Cash produced almost identical average tackle stats when compared with Guilbert, recording 2.6pg but has recorded a vastly higher tackle rate of 2.53pg. This indicates that not only do teams prefer attacking Villa’s right flank but that teams have potentially increased the amount that they attack us in that specific area of the field.
When it comes to successful interceptions, the pairing of Targett and Cash both rank inside the top 20 players in the Premier League overall with Targett 15th and Cash 3rd . That’s not just full-backs, or even defenders, that includes every single player in the league.
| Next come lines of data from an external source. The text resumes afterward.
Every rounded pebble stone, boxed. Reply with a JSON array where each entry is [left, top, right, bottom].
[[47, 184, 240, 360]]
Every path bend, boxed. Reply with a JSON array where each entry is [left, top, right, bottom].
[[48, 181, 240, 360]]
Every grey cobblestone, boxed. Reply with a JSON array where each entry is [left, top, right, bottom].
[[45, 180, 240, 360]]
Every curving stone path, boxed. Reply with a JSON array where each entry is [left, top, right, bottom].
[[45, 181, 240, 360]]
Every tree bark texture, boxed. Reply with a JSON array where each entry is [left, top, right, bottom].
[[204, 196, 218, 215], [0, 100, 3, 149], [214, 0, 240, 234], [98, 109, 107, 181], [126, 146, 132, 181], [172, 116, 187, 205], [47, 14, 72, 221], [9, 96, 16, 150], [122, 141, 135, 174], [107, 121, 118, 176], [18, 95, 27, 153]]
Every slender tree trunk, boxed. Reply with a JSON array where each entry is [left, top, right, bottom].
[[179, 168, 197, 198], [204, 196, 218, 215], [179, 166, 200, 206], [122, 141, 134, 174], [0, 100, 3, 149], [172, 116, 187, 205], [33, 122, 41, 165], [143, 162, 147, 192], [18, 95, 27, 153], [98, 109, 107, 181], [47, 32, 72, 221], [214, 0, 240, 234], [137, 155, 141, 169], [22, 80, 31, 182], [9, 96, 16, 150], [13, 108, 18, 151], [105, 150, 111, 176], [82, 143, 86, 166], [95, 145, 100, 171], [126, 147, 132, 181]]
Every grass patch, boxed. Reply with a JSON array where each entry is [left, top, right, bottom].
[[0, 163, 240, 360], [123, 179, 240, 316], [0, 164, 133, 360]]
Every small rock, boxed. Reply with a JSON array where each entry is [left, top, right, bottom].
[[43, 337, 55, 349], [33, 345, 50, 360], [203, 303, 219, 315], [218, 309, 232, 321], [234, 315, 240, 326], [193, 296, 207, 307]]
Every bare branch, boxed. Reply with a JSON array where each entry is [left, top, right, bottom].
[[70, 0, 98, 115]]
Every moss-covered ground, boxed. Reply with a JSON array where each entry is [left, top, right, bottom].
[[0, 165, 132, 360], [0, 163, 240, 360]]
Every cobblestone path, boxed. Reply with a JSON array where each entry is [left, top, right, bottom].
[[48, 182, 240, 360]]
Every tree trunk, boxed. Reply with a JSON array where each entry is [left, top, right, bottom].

Aston Villa are actually the only team in the league to have both full/wing-backs inside the top 20.
Worth the Cash?
Twelve million of Elizabeth’s Great British pounds seemed a steep price to pay for a backup full-back from Southampton, so you can imagine the hesitation when Dean Smith paid sixteen million for a Championship full-back. I didn’t think that Matt Cash was rubbish, it just seemed a risk. My word, has that risk paid off.
Looking into stats and graphics supplied by PGR Analytics (@pgr_analytics on Twitter), Cash is as balanced as they come.
Cash comes out on top in both ‘Defensive duels per 90’ and ‘Successful defensive action per 90’ against all other Premier League right-backs. To add to this, he also ranks highest in ‘Possession adjusted interceptions per 90’ (PAdj Int) with 10.85; this adjustment takes into account a team’s possession to allow for a truer representation of defensive output.
As mentioned, Cash is a balanced player. As well as on the defensive side of the ball, Cash is successful in what he attempts with a successful dribble percentage of nearly 70% (PGR Analytics) and is accurate in 26% of his crosses which is better than the likes of Trent Alexander-Arnold and Reece James according to the Premier League website.
If one downside to Cash’s game could be identified, the frequency in which he attempts to cross the ball would be the fact I point to first. Cash has only made 47 crosses in his 15 games at an average of just over 3 per game. Compare that with his two English counterparts and the right-backs to cross the most, Alexander-Arnold has completed 136 and James, 91.
This reluctance to cross is strange considering Cash is relatively on the money compared to the top right-backs in the league, and has a lovely delivery on the eye.
Kurt and Sylvester
Unlike Russell and Stallone’s characters in the 1989 framed-police-officers-escapes-from-jail flick Tango & Cash, Targett and Cash didn’t have an initial animosity towards each other.
But much like the film duo – who eventually become best buddies after working together to escape – the Villa full-backs have combined to give Villa a much-improved partnership in both attack and defence, as well as certainly helping Villa escape jail a few times this season.
There is undoubtedly room for improvement from both Targett and Cash, however they are becoming the real unsung heroes of this team, especially Targett who hasn’t quite been as good as Cash in my opinion and therefore not received the attention he deserves.
As well as the two young defenders performing at a high standard, the impact that the coaching staff shouldn’t go unnoticed.
The transformation in defensive competence has been a stark one with Dean Smith seemingly simplifying things which has included watching tapes of other teams and their defensive structure. This ‘back-to-basics’ approach has led to Villa conceding 18 goals in 16 games at an average of 1.13 per game.
Should that record last until the end of the season, Villa will concede 43 goals in 38 matches; a dramatic reduction from the 67 goals that breached Villa nets in 2019-20 at an average of 1.76 goals per game. Adding to that, 43 goals would have equated to the 7th best defensive record in the Premier League last season. Not a bad improvement compared to the second-worst record we had in reality.
As a Villa supporter, there are a lot of things to be positive about around not only the defence,
but the team in general. England call ups soon for the two Matts?